The "recall" of these globals is done in the initialization code of the PMS module:
common_pmsn.php Line 18: global $pun_config, $pun_user, $lang_pmsn, $lang_common, $pmsn_kol_list, $pmsn_kol_new, $pmsn_kol_save;
First of all, we do not think that this is the most decent way of passing information between different functions of the system. The use of globals should be avoided because they can be changed everywhere in the code that is included. (You can just retrieve them by redeclaration of the same global variables). When someone is able to include some code in the form of a Local File Inclusion or a Remote File Inclusion vulnerability, he is able to change every aspect of this global object.

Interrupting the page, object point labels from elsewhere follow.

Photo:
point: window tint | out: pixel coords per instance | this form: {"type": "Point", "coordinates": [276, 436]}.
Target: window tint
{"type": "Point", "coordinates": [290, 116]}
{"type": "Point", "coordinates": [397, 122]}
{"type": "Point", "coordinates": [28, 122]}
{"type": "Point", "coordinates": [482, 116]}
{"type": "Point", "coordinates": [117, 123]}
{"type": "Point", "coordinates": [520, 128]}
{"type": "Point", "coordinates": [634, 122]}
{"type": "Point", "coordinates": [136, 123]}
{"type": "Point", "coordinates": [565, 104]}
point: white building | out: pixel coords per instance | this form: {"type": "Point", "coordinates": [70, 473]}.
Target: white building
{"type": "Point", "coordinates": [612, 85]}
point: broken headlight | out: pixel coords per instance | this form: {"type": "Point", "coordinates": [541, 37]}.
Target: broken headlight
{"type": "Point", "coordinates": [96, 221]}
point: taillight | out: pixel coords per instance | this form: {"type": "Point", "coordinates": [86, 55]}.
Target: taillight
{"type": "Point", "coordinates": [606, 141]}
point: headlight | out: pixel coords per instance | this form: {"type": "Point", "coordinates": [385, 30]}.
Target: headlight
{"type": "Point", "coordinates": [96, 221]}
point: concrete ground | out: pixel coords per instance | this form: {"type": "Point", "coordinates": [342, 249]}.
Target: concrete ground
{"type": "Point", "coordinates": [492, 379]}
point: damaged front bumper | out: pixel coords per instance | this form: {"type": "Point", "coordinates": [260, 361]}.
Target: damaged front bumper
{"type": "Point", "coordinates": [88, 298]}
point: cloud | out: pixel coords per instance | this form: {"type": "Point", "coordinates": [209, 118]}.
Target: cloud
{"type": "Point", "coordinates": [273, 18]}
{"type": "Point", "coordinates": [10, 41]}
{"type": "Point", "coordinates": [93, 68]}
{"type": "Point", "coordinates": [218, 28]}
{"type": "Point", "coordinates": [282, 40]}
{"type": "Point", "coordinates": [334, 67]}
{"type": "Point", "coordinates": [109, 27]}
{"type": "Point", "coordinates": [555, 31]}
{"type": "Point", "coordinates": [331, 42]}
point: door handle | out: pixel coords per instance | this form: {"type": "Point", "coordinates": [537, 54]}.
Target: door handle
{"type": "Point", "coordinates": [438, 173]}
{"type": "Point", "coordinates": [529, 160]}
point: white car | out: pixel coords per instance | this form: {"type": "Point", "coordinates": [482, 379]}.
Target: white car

But, for the documentation part, we would like the same documentation for the layout of the global objects as we would have liked to have for the functions. Information about what data format is expected for every field of the object. What can be assumed from the data that we can retrieve from the global objects and what is the overall layout of the objects. Now, we can only find what properties the objects have by dumping the contents at a certain place in the code (with var_dump()) or we can analyze all the places where information is assigned to fields (or attributes) of the objects. Because the objects are globals, this assignment can be done everywhere in the code of the whole system. This makes it very hard to analyze.